George Osborne
Chancellor George Osborne and the government are under sustained pressure over weak growth figures, raising doubts over its plans to grown the British economy.

Growth figures British GDP in the third quarter remain unchanged at 0.5 per cent, says the Office for National Statistics (ONS) - keeping the government under pressure over its austerity measures.

ONS published its second estimate of the growth figures, originally released on Nov. 1.

Questions are being asked of the efficacy of the government's public spending cuts, as growth remains flat.

It had argued that any scaling back of the public sector would be met by private sector growth, though much of this anticipated expansion has not materialised.

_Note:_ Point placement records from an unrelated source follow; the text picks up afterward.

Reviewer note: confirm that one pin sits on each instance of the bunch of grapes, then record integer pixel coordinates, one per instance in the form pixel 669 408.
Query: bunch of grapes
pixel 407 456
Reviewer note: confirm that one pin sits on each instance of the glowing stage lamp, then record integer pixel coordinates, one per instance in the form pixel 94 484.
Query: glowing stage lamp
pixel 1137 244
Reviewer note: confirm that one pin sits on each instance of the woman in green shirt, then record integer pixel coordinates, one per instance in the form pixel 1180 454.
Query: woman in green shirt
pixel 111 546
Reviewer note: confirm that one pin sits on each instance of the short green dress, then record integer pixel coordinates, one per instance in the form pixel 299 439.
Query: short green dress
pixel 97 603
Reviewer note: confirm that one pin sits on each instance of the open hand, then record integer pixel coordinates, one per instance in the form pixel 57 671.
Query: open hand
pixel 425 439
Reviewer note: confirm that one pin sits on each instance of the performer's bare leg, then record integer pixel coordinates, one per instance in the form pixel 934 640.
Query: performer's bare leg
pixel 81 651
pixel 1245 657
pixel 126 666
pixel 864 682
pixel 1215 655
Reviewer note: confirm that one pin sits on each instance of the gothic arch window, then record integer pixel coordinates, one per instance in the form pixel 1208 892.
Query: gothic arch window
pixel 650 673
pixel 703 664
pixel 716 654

At the annual conference of the Confederation of British Industry on Nov. 21, Prime Minister David Cameron said tackling Britain's debts is "proving harder than anyone envisaged" saying that debt is a "drag on growth".

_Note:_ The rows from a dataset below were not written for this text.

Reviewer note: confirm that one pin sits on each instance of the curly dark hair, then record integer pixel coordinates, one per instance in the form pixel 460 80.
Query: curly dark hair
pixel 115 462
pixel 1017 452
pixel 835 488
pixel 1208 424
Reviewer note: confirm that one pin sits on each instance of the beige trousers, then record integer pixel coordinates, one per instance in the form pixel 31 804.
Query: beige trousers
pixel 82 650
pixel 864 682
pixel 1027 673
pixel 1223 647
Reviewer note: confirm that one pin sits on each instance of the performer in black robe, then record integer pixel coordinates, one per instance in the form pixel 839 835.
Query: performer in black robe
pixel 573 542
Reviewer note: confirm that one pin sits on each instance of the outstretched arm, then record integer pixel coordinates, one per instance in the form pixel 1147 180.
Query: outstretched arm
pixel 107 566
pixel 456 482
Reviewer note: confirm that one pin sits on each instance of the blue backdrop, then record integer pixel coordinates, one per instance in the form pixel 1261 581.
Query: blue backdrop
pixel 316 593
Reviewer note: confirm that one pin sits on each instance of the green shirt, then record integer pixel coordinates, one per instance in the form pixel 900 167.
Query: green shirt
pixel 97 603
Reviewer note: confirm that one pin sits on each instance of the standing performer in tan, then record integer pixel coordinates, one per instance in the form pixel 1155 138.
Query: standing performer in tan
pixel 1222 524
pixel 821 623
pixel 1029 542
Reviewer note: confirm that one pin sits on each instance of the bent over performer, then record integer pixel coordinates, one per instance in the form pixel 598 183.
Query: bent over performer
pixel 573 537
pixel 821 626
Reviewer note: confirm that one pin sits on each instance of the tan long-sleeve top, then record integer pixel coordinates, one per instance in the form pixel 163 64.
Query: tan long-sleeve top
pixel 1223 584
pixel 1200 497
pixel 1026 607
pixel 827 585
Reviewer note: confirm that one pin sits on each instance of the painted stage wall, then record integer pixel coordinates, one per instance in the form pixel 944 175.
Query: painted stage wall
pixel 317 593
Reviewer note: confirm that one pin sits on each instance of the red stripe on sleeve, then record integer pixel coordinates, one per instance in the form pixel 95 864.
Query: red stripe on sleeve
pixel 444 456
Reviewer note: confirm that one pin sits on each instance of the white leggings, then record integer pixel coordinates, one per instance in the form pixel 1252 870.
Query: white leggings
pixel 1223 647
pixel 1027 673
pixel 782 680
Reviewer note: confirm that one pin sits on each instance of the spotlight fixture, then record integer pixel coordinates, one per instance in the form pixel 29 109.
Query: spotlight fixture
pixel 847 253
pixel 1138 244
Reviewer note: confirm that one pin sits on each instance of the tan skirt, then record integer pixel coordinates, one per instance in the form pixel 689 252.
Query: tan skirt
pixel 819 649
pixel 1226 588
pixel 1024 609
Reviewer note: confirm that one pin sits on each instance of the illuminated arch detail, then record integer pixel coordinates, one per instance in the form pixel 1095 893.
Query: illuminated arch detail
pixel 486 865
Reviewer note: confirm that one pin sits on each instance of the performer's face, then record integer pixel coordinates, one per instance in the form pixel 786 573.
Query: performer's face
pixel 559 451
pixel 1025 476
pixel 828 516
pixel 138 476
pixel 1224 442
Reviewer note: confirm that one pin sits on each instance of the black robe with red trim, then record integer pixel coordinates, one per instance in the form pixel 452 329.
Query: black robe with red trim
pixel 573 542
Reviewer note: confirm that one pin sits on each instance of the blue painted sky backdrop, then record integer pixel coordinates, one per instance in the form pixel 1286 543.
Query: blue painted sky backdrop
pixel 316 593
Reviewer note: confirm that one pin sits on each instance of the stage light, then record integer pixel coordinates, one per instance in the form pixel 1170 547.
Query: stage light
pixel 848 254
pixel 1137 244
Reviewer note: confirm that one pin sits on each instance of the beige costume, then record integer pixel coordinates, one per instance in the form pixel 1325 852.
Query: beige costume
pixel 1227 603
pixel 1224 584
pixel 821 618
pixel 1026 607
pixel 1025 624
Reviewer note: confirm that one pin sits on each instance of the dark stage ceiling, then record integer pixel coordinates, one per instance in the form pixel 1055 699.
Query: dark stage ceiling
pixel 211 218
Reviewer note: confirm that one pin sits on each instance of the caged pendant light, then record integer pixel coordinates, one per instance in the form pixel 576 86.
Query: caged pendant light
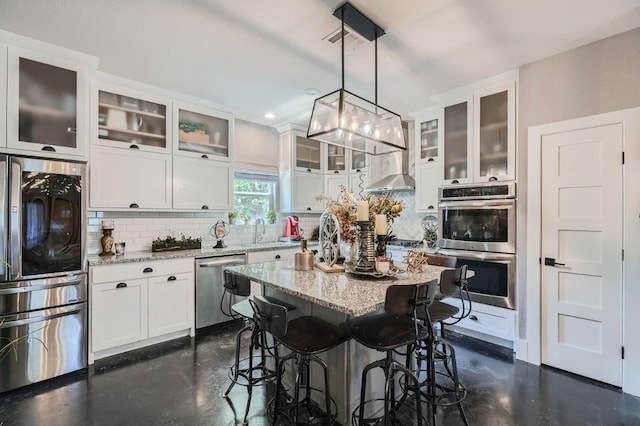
pixel 345 119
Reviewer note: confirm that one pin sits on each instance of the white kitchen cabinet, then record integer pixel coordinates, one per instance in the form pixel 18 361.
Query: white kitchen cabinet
pixel 306 187
pixel 479 141
pixel 47 104
pixel 333 182
pixel 119 313
pixel 301 172
pixel 202 184
pixel 490 323
pixel 129 179
pixel 428 179
pixel 139 303
pixel 128 118
pixel 170 304
pixel 202 132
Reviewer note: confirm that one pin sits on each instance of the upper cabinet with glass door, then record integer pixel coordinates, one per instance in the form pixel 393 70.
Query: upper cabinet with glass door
pixel 128 119
pixel 46 103
pixel 494 133
pixel 307 155
pixel 479 139
pixel 202 132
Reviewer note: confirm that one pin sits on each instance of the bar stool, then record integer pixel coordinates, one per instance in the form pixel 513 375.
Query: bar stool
pixel 385 332
pixel 305 337
pixel 253 374
pixel 439 349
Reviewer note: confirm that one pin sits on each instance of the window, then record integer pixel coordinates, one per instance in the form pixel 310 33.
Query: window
pixel 254 195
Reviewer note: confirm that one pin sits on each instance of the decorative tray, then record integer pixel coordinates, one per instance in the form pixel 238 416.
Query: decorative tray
pixel 393 271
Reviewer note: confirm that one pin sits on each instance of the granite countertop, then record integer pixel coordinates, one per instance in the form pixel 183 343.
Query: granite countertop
pixel 143 256
pixel 343 292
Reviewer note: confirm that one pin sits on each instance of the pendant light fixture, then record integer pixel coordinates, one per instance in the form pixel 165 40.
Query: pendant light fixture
pixel 345 119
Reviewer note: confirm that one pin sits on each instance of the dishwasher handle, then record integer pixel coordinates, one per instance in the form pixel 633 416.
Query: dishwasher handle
pixel 218 263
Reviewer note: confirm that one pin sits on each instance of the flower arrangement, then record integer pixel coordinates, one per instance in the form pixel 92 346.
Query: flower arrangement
pixel 345 209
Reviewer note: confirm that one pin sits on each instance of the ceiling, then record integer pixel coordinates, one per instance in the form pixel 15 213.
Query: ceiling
pixel 254 56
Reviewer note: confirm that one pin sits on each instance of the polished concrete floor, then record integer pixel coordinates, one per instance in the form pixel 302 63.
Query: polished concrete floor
pixel 180 383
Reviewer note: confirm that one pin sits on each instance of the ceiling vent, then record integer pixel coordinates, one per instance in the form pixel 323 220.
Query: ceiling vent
pixel 352 40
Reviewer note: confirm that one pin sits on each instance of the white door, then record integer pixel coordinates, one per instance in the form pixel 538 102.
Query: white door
pixel 582 232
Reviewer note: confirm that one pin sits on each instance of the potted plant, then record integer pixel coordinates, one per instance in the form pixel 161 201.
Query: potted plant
pixel 271 217
pixel 232 217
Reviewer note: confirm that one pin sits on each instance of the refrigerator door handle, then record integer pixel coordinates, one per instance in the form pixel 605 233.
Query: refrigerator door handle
pixel 15 190
pixel 3 220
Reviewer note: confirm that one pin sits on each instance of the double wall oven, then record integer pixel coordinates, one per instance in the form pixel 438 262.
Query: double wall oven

Earlier in November, the Bank of England slashed its growth forecasts for 2011 and 2012 in half, from 2% to 1%, which was bad news for Chancellor George Osborne.

"We continue to face a difficult economic outlook," said Sir Mervyn King, governor of the Bank of England.

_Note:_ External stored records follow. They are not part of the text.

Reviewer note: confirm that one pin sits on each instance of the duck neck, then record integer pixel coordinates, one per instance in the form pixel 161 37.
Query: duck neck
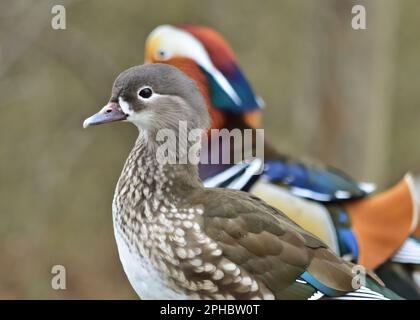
pixel 146 179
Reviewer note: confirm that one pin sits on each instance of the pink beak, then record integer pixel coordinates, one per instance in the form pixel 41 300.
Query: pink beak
pixel 110 113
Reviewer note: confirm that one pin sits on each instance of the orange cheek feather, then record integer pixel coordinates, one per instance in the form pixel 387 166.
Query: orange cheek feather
pixel 192 70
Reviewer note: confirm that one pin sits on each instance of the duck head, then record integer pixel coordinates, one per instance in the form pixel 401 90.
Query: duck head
pixel 228 89
pixel 154 97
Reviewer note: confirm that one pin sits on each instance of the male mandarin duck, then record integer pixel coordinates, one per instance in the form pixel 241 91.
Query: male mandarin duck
pixel 180 240
pixel 369 228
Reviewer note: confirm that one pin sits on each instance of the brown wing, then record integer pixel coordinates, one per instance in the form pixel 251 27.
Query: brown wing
pixel 267 245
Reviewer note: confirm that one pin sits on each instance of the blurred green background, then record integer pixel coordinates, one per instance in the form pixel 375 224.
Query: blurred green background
pixel 350 98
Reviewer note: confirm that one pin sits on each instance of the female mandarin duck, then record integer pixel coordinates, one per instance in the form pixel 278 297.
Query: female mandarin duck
pixel 371 229
pixel 179 240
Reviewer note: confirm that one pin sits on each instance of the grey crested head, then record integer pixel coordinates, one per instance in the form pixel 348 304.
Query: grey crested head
pixel 154 97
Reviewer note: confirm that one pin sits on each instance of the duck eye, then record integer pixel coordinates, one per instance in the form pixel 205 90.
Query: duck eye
pixel 145 93
pixel 162 53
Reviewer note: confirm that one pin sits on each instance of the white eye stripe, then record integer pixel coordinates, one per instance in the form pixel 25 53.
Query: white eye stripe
pixel 145 95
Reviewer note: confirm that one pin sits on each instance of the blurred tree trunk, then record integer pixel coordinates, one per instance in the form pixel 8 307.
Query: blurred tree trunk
pixel 345 87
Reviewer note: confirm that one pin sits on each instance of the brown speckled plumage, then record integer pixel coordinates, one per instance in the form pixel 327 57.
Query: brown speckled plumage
pixel 178 240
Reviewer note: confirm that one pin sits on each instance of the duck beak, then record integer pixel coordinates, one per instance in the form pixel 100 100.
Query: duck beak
pixel 110 113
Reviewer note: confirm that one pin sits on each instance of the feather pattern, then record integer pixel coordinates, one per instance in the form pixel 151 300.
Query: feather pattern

"External factors are providing an unwelcome drag on our economic recovery."

"The fact is that our recovery was choked off well before the eurozone crisis of recent months by spending cuts and tax rises which go too far and too fast," said Ed Balls, Shadow Chancellor.

In October the Bank of England increased its quantitative easing programme by £75billion to £275billion, in a desperate bid to improve liquidity in the markets.

It is essentially printing money to buy up "high quality assets" from British banks and finance companies.

Latest inflation figures are 5% - well above the government's 2% target.

England's central bank has said that it expects inflation to fall sharply in 2012 and hit the 2% "or thereabouts" in the latter part of the year.

A recent report by a global accountancy and business advisory group warned that the British economy will contract early next year, unless the chancellor makes supply side tax reforms.